Vietnam was the main source of love spam e-mails. — IBM

Vietnam was the main source of love spam e-mails. — IBM

With Valentine's Day tomorrow, romantic e-mails are flooding Inboxes, with over 230 million love spam messages being sent over the last couple of weeks, IBM Security finds. 

"Love is in the air this week and cybercriminals are trying to take advantage of that 'loving feeling' by sending out millions of spam e-mails," said IBM Security, revealing data that showed a massive spike in e-mail dating spam beginning in mid-January and leading up to Valentine’s Day. 

It added that a worldwide network of computers sent more than 230 million spam e-mails in just two weeks.

The majority of the e-mails were from Vietnam (32%), followed by India (23%), Iran (9%) and Mexico (8%), while six other countries accounted for 3% to 6% each, and all others totaled 1%. 
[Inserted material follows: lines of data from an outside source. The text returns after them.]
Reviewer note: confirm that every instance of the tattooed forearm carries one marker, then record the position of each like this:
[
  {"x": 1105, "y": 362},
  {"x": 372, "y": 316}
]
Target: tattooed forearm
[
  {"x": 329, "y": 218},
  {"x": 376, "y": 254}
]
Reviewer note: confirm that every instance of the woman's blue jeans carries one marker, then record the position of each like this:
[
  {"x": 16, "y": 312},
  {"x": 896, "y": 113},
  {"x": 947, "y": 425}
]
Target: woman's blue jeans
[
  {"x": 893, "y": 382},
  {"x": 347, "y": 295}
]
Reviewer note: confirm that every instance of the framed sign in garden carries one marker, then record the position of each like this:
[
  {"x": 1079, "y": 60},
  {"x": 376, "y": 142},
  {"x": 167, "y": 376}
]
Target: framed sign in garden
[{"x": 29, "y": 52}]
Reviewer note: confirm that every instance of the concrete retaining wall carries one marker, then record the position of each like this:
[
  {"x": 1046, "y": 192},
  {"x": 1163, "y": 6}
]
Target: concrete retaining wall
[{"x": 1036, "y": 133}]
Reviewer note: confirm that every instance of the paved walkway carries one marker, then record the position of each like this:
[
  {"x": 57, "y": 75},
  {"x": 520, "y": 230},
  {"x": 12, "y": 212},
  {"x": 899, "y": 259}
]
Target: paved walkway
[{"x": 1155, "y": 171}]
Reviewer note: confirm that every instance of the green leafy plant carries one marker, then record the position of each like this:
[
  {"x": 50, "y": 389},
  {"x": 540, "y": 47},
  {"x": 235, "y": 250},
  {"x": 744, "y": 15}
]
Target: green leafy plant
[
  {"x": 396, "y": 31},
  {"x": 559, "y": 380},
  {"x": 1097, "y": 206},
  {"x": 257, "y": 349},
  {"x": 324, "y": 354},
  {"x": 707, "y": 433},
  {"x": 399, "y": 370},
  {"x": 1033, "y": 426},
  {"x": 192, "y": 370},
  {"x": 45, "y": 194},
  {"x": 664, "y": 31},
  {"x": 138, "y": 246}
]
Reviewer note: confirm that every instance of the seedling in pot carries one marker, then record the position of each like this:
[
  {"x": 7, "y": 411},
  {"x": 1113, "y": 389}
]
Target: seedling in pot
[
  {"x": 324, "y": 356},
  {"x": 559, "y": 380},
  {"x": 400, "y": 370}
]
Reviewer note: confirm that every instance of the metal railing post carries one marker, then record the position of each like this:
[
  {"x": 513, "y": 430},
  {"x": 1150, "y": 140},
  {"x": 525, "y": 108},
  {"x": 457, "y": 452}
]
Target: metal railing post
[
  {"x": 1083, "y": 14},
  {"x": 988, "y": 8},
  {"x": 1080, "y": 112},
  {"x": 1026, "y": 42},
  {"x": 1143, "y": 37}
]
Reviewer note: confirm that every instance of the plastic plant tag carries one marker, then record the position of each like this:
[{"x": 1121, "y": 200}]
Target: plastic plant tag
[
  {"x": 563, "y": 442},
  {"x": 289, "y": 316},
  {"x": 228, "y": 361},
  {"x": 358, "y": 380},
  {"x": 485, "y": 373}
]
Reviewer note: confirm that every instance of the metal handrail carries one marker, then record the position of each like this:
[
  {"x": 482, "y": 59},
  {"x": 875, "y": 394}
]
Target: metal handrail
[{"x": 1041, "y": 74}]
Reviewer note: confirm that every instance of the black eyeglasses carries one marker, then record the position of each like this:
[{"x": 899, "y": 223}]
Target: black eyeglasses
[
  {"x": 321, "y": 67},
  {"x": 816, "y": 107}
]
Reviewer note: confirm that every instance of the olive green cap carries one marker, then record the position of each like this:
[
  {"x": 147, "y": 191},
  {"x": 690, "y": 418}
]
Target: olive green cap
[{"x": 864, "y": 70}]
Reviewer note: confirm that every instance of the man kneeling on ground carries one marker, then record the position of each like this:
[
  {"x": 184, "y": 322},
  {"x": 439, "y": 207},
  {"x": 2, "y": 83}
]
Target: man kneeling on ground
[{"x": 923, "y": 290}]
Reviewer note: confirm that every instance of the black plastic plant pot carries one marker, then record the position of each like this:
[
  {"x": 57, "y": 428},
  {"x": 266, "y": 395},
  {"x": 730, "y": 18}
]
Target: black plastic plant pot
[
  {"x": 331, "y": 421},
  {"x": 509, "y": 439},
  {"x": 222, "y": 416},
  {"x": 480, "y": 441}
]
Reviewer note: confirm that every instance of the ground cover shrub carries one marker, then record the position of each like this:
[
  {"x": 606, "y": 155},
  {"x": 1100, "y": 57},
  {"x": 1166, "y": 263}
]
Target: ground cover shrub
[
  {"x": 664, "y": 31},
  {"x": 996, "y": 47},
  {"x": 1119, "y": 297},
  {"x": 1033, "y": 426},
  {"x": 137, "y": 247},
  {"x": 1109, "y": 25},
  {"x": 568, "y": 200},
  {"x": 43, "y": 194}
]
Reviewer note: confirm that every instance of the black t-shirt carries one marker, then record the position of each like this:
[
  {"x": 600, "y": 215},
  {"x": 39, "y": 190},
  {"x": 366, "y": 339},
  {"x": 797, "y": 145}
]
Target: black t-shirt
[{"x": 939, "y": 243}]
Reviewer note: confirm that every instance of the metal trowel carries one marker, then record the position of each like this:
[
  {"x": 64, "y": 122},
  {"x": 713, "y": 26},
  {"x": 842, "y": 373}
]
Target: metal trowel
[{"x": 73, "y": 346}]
IBM Security said the messages were being sent out in excess of 30 million e-mails a day and contained short blurbs from supposed Russian women living in the United States. 

"While typical spam e-mail is notorious for bad spelling and grammar, these dating spam samples are rather well-worded," they cautioned. 

A screen-grab of one of the e-mails read: "Dear (email name), my name is Natasha and i'm from Russia. Five years ago I moved to the USA and I love it here. Came across your photos on Badoo and remembered you because you seem a type of guy I want :-) You are hot, smart and sexy :-) If you would like to know me more, this is my e-mail (spam e-mail address) write to me and I will send some of my photos. xXx, Natasha".

IBM Security offered several tips for dealing with e-mail spam, including not responding to the e-mail, marking it as spam but not unsubscribing, and keeping your operating system up to date. It added that spam operators look for unsubscribers to reply so they can verify that the address is active.

"With 99.999% certainty, researchers say any unsolicited e-mail looking for a love connection is nefarious. Don’t respond, hackers are just looking to infect you with malware or capture you in a catfishing scam... Never follow links, open attachments or follow instructions contained in these messages," they said.